Hey Dr. Nic, it may be time to explore that second career you always wanted singing in a Bee Gees cover band:
You know it's all right,
It's okay
Who needs a n*ts@ck anyway?
Women just can't understand
What a meat-punch does to man
Whether you're a runner
Or whether you're a Mummer
You're just stayin' alive
Stayin' alive
B@lls will soon be breakin'
When fun of your wife you're makin'
And yer stayin' alive
Stayin' alive"
Ah! Ah! Ah! stayin' alive!
Stayin' alive!
Ah! Ah! Ah! Aaaahhhhhh, staying aliiiiii-hii-iii-iiiiiiiivvvvee! ...
Dr. Mrs. Giebs is beautiful!
You still should've known better than to post unauthorized pics.
Do you even know what a "Mummer" is?
I'll be honest...not a clue.
Nice, GP.
Referring to Mummers in your spite since TB has read & commented on Dr. Super Runner's post from a scant three hours ago.
Dr. Nic - it's an obscurity that I'm forced to watch every freakin' year at my in-laws house because they're hard-core Philadelphians.
Dude, how did you trick her into marrying you?
HAHAHHAHAHAHAHAAAAAAAAAAA I'm dying of laughter HAHAHAHAAAA Mrs Dr G used the words "bag smacked" HAHAHHAAA Dude you so are done!
Ahhh yes Mrs Dr G gorgeous. If your n*ts@ck ever recovers you both will make some beautiful children ;-)
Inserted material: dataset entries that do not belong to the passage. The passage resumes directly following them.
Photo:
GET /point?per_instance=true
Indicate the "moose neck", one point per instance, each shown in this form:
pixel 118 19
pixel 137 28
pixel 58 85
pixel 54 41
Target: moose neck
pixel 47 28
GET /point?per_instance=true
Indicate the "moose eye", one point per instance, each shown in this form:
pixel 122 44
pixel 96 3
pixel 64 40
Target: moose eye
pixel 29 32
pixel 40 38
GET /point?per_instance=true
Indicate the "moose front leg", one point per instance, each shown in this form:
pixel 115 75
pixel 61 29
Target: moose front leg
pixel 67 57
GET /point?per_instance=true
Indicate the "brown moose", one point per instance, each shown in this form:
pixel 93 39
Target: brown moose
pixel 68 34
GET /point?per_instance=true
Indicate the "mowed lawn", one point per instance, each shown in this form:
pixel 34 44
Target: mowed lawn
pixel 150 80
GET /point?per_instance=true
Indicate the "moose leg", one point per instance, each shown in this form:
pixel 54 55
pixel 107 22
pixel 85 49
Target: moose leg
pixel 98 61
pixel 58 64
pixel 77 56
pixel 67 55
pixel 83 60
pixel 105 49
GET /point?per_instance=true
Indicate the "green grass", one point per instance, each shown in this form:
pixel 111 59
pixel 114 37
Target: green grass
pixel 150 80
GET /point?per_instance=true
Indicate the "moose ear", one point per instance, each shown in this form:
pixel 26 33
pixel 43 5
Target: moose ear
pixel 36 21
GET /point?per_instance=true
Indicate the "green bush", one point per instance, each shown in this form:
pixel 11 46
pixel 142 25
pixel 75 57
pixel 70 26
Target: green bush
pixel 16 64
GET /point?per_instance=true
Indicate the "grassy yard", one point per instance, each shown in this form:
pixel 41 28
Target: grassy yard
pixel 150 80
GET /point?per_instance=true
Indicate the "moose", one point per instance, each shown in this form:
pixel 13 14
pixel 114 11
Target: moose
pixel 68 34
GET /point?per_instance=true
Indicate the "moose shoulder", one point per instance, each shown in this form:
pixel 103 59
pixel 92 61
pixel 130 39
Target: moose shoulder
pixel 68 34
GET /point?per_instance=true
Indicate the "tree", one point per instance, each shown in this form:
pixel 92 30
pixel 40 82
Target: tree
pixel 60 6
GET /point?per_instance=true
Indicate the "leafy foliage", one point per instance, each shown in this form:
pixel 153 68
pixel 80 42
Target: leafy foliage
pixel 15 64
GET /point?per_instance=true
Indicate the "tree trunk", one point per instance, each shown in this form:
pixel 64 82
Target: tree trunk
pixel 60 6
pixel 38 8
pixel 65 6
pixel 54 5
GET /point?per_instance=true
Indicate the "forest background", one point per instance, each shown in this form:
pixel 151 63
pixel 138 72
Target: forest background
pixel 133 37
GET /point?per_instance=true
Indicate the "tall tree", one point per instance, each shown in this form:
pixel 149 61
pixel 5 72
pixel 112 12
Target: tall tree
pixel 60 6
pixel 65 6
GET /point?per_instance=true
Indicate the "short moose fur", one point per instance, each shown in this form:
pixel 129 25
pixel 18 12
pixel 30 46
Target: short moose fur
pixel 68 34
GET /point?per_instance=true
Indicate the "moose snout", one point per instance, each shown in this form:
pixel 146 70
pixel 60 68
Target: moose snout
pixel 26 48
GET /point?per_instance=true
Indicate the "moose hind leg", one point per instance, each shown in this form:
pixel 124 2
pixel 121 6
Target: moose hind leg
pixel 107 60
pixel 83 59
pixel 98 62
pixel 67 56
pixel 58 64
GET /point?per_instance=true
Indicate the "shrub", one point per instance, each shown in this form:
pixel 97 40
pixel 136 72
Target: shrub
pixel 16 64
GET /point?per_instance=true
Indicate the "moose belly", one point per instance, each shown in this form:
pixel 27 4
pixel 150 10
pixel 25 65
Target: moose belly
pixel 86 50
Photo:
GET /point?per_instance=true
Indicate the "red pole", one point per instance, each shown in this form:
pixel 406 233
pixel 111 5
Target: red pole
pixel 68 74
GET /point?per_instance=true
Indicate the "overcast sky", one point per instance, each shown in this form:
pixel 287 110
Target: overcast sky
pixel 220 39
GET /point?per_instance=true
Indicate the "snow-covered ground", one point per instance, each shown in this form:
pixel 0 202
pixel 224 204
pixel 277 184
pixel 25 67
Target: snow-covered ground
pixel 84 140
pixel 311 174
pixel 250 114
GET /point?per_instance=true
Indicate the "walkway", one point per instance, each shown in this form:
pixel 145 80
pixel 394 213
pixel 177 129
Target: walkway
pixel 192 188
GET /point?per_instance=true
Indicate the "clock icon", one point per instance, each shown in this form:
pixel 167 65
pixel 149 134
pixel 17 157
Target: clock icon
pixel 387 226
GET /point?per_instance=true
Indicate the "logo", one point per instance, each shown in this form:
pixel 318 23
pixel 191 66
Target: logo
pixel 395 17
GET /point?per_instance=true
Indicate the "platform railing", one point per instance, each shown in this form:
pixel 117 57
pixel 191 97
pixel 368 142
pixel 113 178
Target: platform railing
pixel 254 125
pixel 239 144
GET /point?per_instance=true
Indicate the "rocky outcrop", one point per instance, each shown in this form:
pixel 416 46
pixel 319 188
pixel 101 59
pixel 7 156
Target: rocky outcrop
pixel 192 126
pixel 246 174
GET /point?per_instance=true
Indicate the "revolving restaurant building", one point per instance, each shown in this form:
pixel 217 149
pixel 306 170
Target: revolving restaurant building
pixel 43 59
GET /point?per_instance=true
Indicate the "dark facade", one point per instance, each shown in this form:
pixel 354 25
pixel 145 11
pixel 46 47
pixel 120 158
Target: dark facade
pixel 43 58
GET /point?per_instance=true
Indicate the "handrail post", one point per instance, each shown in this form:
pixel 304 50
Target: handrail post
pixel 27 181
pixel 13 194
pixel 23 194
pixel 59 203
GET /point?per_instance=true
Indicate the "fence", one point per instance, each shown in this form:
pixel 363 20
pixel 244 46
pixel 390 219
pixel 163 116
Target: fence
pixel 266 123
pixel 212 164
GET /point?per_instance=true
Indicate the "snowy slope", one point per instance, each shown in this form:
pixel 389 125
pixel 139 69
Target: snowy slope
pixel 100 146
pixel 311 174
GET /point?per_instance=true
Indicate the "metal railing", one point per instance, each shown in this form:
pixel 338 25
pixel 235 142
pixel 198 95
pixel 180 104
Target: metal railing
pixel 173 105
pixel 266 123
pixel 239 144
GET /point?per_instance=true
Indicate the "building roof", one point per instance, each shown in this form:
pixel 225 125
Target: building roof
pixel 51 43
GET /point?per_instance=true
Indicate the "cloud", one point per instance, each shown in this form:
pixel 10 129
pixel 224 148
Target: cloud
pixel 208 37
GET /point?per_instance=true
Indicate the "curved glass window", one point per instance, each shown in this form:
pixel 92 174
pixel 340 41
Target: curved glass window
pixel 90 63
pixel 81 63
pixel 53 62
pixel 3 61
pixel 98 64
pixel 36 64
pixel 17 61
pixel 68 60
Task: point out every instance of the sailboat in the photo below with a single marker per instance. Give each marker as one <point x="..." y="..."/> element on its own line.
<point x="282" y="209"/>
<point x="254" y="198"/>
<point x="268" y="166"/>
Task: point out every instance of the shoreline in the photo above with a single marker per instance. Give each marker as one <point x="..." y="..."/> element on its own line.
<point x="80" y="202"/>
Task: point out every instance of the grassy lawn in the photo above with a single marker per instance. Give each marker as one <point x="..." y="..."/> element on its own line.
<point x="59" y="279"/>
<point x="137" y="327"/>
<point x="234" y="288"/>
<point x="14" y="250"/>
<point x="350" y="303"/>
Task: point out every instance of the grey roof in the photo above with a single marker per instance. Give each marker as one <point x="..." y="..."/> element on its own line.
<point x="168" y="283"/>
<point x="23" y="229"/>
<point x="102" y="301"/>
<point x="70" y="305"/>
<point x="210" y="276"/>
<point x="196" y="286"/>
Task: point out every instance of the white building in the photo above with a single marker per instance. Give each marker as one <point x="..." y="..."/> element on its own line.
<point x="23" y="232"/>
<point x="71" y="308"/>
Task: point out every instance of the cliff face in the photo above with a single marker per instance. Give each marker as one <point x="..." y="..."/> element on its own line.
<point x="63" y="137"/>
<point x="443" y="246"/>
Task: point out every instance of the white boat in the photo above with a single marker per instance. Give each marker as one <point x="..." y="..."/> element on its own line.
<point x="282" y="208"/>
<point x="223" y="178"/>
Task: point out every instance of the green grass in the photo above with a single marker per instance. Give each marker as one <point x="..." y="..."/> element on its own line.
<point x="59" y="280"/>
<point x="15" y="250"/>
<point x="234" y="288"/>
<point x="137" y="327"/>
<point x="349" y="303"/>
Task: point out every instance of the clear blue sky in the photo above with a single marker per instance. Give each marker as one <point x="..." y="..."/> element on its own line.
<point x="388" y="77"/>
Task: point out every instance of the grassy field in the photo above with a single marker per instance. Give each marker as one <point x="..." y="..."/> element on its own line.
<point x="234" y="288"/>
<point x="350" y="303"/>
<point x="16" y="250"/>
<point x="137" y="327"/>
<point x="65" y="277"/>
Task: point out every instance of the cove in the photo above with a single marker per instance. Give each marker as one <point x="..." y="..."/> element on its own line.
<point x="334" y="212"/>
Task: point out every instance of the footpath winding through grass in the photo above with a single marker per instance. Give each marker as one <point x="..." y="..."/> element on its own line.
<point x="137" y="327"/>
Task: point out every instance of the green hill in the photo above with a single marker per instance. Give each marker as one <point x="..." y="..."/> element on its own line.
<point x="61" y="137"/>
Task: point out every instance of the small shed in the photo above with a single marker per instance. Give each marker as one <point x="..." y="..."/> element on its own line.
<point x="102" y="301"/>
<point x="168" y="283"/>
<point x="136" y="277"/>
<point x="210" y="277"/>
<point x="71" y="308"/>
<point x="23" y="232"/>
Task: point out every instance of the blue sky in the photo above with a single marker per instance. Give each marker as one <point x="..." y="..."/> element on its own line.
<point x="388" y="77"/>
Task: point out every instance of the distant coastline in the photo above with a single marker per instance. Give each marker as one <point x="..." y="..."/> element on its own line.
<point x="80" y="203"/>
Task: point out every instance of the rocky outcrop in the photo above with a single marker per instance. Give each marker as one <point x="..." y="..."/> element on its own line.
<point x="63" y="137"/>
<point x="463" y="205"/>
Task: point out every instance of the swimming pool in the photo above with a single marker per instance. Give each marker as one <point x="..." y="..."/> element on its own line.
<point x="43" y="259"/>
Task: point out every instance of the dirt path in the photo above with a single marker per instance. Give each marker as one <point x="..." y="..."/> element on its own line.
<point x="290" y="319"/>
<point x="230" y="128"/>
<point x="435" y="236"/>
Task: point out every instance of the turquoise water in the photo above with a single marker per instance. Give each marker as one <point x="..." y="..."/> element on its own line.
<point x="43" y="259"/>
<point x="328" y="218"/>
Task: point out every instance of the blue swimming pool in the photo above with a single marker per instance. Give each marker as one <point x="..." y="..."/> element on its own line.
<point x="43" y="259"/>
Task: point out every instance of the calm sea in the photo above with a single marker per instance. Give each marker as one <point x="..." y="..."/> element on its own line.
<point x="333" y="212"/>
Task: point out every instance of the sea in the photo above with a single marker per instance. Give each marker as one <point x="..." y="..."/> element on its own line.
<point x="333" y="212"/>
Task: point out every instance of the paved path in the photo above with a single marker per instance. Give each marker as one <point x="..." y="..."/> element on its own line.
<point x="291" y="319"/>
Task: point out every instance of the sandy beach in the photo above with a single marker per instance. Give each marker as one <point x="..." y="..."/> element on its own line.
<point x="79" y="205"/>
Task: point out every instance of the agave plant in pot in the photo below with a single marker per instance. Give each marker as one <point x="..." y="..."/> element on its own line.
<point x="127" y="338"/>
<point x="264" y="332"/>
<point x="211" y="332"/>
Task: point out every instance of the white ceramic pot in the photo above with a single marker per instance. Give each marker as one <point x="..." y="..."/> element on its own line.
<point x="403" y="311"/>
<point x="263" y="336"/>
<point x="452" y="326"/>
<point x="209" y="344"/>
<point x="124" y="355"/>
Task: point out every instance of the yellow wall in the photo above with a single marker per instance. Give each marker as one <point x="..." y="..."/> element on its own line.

O, Man! Teh Marcy just announced she's keeping you as BotW for A WHOLE OTHER WEEK now, for some bogus reason or other.
Sometimes I think she just enjoys hurting me.
@Mrs. Dr Nic: I was at a Renaissance Faire once and a beggar came up to me and addressed me as "Thee of the illustrious nose-hairs".
For the record, they are nice.
I mean my nose-hairs.
And pretty prominent.
I can't say anything about hair... the Ice Age photos have displayed incontrevertible proof that I have a bald spot to rival Prince William's. Then again, being such a Munchkin, Nic, you'll never see it.
Wow man you like living on the edge don't you! Well all my best if this post is your last ever.... :)
Please let me know where you got the little "Garmin Sez..." app. I would LOVE to place something like that on my blog.
Ellie must know sign language. She did an excellent job fingerspelling N and F very clearly.